Cosa prova che l’ellenizzazione di Roma inizi con la storia della città?
Roma non era certo una città greca (nel senso di fondata da Greci), ma questo non significa che non fosse sin dalle sue origini attraversata da presenze greche (uomini, manufatti, idee, racconti); né avrebbe potuto essere altrimenti. I Greci avevano esportato il loro modello di civiltà, il loro sapere, la loro cultura in ogni angolo del Mediterraneo, attraverso una capillare opera di colonizzazione. Le città latine erano tutt’altro che oasi inaccessibili e impermeabili all’ellenizzazione. I Romani, come i loro vicini, si appropriarono di molti elementi caratteristici della cultura greca, interiorizzandoli al punto da dimenticarne l’origine allogena: si pensi all’alfabeto, tratto dalla vicina Cuma, ad alcuni culti e istituzioni, e soprattutto ai miti (Ercole, Saturno, Evandro, Enea).

Perché le nuove scoperte della paleoantropologia e della genetica avvalorano il discorso di Seneca che migrare è un istinto naturale del genere umano?
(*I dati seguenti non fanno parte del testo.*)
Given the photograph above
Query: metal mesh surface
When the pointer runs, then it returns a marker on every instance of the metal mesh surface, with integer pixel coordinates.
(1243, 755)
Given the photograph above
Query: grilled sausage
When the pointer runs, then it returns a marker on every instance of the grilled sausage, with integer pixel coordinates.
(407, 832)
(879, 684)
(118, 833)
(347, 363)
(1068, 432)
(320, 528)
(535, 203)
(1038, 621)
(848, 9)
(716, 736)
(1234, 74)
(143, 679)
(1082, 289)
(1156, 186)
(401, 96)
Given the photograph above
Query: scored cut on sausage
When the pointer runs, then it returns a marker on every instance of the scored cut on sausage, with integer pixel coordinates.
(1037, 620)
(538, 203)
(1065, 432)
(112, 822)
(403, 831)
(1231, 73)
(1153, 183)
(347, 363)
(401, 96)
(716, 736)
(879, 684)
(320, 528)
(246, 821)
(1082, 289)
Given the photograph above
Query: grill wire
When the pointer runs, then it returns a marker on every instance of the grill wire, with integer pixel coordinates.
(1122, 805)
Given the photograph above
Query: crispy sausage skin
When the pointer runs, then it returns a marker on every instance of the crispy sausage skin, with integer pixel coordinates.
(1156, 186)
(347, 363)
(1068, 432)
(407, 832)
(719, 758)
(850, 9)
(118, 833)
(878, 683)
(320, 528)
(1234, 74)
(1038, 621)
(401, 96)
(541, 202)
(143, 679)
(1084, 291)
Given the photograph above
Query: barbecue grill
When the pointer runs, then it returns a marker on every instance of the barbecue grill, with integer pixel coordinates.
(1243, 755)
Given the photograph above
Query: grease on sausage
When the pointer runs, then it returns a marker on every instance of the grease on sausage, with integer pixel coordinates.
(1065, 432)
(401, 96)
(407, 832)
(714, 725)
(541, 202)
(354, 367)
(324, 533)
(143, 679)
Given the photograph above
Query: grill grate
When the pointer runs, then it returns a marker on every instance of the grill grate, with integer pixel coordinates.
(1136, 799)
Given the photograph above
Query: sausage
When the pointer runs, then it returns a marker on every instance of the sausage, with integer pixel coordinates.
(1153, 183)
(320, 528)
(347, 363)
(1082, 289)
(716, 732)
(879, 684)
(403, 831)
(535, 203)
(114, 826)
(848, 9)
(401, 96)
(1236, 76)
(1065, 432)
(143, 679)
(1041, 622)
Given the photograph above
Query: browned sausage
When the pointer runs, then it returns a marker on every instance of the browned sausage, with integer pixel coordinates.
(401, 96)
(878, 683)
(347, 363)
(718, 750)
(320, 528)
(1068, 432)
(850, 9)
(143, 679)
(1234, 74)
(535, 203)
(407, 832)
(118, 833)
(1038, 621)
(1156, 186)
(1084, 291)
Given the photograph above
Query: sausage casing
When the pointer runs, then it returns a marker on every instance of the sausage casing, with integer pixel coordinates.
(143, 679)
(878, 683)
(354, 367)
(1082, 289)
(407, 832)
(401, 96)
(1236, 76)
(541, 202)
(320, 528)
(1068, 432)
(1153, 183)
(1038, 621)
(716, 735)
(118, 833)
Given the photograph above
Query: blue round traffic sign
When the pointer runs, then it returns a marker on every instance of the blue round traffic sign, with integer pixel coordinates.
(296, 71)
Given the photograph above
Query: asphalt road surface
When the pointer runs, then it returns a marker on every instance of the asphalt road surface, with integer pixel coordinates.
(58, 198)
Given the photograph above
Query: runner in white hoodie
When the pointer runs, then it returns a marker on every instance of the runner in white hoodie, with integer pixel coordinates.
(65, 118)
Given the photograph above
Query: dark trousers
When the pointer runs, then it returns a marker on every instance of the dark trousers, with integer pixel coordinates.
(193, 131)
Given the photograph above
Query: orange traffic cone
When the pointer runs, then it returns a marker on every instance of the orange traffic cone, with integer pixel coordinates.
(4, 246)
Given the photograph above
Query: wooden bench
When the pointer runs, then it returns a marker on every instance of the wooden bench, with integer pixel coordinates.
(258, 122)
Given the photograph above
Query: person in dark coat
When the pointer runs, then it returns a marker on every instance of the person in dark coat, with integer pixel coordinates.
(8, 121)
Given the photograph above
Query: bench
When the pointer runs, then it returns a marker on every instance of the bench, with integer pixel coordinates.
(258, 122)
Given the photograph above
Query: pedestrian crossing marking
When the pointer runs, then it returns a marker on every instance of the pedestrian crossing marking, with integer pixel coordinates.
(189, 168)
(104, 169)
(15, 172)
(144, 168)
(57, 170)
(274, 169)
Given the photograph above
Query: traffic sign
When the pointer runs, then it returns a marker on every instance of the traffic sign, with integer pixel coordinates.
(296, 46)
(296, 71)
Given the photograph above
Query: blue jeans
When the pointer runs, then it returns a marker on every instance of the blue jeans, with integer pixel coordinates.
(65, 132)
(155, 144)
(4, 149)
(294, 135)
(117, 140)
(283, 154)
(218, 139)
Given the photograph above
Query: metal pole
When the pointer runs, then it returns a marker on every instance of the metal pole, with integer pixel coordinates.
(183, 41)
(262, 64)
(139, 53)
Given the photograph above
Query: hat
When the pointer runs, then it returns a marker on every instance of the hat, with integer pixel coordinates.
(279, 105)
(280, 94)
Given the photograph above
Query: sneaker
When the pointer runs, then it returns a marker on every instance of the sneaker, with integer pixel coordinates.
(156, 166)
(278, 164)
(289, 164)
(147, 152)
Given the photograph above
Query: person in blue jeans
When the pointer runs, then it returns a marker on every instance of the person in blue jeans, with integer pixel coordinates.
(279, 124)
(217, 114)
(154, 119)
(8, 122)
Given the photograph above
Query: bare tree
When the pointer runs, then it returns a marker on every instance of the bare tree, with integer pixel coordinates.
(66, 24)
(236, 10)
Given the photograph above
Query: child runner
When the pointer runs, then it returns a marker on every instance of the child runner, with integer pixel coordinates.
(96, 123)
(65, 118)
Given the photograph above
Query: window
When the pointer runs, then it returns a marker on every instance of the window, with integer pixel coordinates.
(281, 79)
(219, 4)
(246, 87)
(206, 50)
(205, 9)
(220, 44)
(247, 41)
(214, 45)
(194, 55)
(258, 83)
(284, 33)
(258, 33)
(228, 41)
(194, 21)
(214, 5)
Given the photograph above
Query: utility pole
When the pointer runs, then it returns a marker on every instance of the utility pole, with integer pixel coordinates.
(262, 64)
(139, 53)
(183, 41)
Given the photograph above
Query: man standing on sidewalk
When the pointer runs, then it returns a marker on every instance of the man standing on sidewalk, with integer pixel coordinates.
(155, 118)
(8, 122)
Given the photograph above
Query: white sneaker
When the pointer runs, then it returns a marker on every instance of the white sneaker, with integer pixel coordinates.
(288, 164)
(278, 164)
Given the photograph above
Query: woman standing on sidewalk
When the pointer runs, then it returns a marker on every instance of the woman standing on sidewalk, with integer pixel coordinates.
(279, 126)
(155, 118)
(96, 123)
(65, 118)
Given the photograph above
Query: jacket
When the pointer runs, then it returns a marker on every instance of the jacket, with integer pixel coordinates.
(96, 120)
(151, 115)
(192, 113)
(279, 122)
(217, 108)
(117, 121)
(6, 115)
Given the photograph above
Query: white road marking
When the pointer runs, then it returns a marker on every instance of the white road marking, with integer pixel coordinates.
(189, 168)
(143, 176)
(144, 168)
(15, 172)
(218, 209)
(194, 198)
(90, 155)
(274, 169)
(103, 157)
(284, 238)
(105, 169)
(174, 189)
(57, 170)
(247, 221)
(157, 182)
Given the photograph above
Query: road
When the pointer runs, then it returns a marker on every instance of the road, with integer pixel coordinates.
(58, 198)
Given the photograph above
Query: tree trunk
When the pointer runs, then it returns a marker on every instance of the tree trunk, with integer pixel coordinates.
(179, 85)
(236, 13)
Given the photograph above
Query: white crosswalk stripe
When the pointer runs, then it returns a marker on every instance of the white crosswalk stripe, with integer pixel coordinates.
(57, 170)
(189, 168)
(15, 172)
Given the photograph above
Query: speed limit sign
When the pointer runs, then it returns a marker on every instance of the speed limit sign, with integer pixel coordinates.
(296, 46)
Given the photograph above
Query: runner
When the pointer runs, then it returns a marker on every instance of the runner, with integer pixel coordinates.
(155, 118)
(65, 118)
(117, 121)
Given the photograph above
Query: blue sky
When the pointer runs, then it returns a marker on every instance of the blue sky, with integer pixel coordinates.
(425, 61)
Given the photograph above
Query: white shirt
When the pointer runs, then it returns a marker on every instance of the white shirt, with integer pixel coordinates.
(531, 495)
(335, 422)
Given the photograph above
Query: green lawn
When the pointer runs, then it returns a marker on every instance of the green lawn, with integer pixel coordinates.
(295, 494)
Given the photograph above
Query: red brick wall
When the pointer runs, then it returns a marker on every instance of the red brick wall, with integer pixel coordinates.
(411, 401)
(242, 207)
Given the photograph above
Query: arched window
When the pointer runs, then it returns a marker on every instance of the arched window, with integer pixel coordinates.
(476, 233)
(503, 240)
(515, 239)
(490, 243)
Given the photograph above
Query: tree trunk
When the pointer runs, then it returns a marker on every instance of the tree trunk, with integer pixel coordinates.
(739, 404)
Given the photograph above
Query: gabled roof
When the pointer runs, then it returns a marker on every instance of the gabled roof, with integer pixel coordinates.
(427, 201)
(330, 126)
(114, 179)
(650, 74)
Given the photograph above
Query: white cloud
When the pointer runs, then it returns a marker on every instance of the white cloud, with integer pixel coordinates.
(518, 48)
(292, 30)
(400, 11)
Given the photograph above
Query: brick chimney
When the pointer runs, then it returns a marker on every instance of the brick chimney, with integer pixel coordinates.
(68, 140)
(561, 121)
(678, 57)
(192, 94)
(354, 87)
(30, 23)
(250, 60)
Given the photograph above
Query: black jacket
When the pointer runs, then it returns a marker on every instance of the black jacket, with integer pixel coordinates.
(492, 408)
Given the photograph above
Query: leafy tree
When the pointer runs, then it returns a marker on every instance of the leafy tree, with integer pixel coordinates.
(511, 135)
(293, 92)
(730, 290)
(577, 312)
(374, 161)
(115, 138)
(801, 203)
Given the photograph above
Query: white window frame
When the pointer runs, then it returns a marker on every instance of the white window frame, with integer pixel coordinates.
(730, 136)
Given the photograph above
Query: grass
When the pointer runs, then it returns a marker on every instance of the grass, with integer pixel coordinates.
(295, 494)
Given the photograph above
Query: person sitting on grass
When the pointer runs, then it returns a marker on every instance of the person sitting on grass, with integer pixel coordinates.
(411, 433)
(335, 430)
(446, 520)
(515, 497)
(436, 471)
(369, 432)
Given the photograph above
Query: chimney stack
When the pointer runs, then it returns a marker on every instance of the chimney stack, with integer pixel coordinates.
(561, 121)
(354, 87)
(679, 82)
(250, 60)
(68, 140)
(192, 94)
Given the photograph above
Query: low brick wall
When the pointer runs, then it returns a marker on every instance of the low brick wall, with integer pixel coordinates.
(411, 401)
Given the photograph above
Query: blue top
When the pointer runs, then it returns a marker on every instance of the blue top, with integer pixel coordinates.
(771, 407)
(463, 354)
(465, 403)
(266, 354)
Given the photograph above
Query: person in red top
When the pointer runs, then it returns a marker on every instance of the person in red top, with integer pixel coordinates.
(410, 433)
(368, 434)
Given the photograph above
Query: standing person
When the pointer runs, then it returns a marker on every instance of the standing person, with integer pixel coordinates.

La paleoantropologia - che oggi può avvalersi di nuove tecniche e metodologie di indagine, prima fra tutte l’analisi genetica - ha dimostrato che specie umane e migrazioni sono un binomio inscindibile. Quella umana è, per sua natura, una specie «migrante». Gli uomini, non solo i Sapiens, ma anche i loro antenati, sono riusciti a sopravvivere perché hanno imparato a viaggiare, per sfuggire all’instabilità ecologica dell’ambiente originario. La capacità di spostarsi e di adattarsi a nuovi habitat ha fatto la differenza. Seneca, quasi duemila anni fa, era arrivato alle medesime conclusioni. Dal suo esilio in Corsica spiegava alla madre Elvia che l’ibridazione, il meticciamento sono, per l’appunto, un dato «naturale» e imprescindibile nella storia dell’umanità. In un universo in cui è tutte le cose sono soggette al mutamento, gli uomini non fanno eccezione. La stessa civiltà romana è stata fondata da un esule, da un profugo, scampato alla più grande catastrofe che si ricordi (la guerra di Troia). Dunque, concludeva Seneca, sarebbe vano cercare ancora sulla terra «popolazioni indigene», che siano rimaste pure e incontaminate, come pretendevano di essere gli Ateniesi o gli Albani. La storia ha mescolato i popoli, facendone un coacervo, un intrico che dovrebbe sconsigliare l’uso di categorie come «integrità» e «purezza».